Sudiarsa menceritakan, sosok Gede Muliarsana adalah pemimpin kharismatik yang selalui menekankan konsep ideologi kepasekan. Selama ini, almarhum aktif bertindak nyata dan mengarahkan sameton Pasek pada tatanan prinsip pasemetonan. “Ini menurut tiang hal mendasar yang perlu kami lanjutkan ke depan, untuk meningkatkan sesana pasemetonan kepasekan," papar Sudiarsa.

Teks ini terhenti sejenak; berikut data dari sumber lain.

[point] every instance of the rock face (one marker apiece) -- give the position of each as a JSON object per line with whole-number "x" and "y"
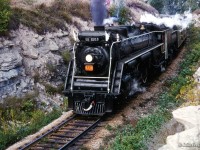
{"x": 25, "y": 56}
{"x": 190, "y": 138}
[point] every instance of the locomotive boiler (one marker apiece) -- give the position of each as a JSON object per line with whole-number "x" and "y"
{"x": 106, "y": 61}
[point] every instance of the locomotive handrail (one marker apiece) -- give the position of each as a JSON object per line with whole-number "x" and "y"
{"x": 73, "y": 67}
{"x": 111, "y": 49}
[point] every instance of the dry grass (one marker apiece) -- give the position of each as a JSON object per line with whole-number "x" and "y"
{"x": 44, "y": 19}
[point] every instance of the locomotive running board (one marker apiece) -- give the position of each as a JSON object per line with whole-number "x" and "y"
{"x": 117, "y": 76}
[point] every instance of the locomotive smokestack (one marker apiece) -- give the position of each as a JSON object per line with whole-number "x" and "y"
{"x": 98, "y": 11}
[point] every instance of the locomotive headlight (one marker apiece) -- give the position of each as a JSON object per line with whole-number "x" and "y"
{"x": 89, "y": 58}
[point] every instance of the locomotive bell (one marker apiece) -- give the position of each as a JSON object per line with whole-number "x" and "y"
{"x": 89, "y": 58}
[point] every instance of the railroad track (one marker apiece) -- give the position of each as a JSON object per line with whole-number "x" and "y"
{"x": 65, "y": 135}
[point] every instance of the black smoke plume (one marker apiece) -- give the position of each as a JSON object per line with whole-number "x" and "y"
{"x": 98, "y": 11}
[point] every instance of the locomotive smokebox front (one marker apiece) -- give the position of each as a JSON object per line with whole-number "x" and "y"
{"x": 92, "y": 58}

Menurut Sudiarsa, almarhum Muliarsana juga pemimpin yang tegas, sehingga apa pun yang dirancang selalu berjalan lancar. Almarhum juga dikenal sebagai seorang motivator yang ulung. "Kalau ada beliau sampai berbicara di sebuah forum, orang akan terkesima dan prinsip-prinsip dari beliau pasti akan bisa diterima oleh audiens," katanya.
Bahkan, saat proses pembangunan Pura Penataran Agung Catur Parahyangan Ratu Pasek Linggih Ida Bhatara Mpu Gana di Banjar Punduk Dawa, kata Sudiarsa, perjuangan almarhum Muliarsana sampai keliling hampir ke seluruh Indonesia. "Ini untuk membangun, menggedor sameton kami mau bangkit di Punduk Dawa. Dan, hasilnya seperti yang bisa kita lihat sekarang ini."

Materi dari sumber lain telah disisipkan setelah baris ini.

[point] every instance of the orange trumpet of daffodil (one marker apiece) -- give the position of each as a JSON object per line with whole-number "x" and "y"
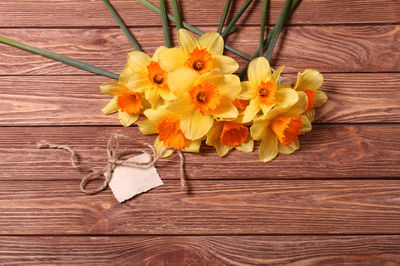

Yang paling terkenang dari sosok Muliarsana, kata Sudiarsa, adalah sikap almarhum yang penuh perhatian dan sangat mengayomi. Bahkan, almarhum tidak segan menelepon ketika ada permasalahan. "Bahkan, durasinya di atas 30 menit, sampai HP panas. Jdi, beliau sangat memperhatikan apa yang kita butuhkan," papar Sudiarsa.
Sudiarsa berharap pihak keluarga, terutama istri dan keempat anak almarhum, bisa tetap bersabar dan tabah ke depan. "Kami juga sangat kehilangan beliau. Karena kita masih menata di sameton kepasikan, biar makin lama makin bagus. Semoga setelah ini ada lagi tampil sameton kita seperti beliau, yang mampu melanjutkan perjuangan beliau," harap Sudiarsa. *wan
Pantauan di lapangan, jenazah almarhum Gede Muliarsana dijemput oleh mobil ambulans dari Yayasan Sanak Sapta Resi di rumah duka RS Dharma Yadnya Denpasar, Rabu pagi pukul 05.00 Wita, untuk selanjutnya dibawa menuju krematorium di Desa Adat Sulang. Begitu tiba di Krematorium Yayasan Sanak Sapta Resi sekitar pukul 06.30 Wita, jenazah almarhum langsung ditempatkan di Bale Pengaskaran.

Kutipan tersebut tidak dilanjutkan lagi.